I just bought a 2006 Jetta, and it has the "Mix" button instead of the "Sat" button. My first purchase is going to be an iPod integration kit. Since the factory option iPod integration is a joke, I was considering the Peripheral PXAMG. However, I heard these things only display text for the units that have the "Sat" button.
Since the two look the same, I was wondering if it would display text if it had the "Mix" button like mine.
I am also considering buying a radio from a 2007 Jetta which does have the "Sat" button. I suspect that I won't be able to get the Satellite radio working since it won't be hooked up, but I'm okay with that as long as I can get the iPod integration fully working. Is this an easy install?
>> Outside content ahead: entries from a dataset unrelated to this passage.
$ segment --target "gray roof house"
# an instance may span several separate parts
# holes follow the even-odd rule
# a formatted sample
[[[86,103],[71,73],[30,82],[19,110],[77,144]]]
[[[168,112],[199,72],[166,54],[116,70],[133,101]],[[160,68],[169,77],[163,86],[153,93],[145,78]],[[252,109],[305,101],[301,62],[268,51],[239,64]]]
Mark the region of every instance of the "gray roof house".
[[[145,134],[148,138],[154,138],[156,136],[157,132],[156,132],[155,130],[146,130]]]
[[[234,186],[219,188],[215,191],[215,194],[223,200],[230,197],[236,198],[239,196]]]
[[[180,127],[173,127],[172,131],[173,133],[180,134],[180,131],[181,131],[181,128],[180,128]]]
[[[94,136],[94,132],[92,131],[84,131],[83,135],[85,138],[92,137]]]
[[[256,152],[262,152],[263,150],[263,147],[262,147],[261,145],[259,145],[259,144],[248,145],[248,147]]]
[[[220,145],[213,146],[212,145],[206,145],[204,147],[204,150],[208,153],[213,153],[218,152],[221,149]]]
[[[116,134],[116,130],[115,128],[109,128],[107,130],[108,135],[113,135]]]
_Modified by crazyfoool at 2:03 AM 2-28-2009_


----------



## crazyfoool (Feb 28, 2009)

Anybody?


----------



## crazyfoool (Feb 28, 2009)

Anyone?


----------



## Philly_NickM (Mar 17, 2007)

*Re: (crazyfoool)*

I didn't have much luck with the Peripheral PXAMG in my GLI. I have the "sat" button and factory sirius radio as well as the ipod. If you are just using an ipod it may be okay.
I would reccomend the Dension Gw16vc1, but you probably don't have the highline MFD, so that won't work any better than the factory adapter unfortunately. Swapping radios and trying the pxamg might be your best choice.
Another way to go would be to just dump the factory head units and get an aftermarket head unit that offers ipod integration. Something from Pioneer might work great for this...
Changing radios in these cars is pretty easy. Just go slow and try not to break anything. Go read the FAQ sticky in the MkV forum, they have step by step instructions on how to remove the factory head unit.


_Modified by Philly_NickM at 1:27 PM 3-4-2009_


----------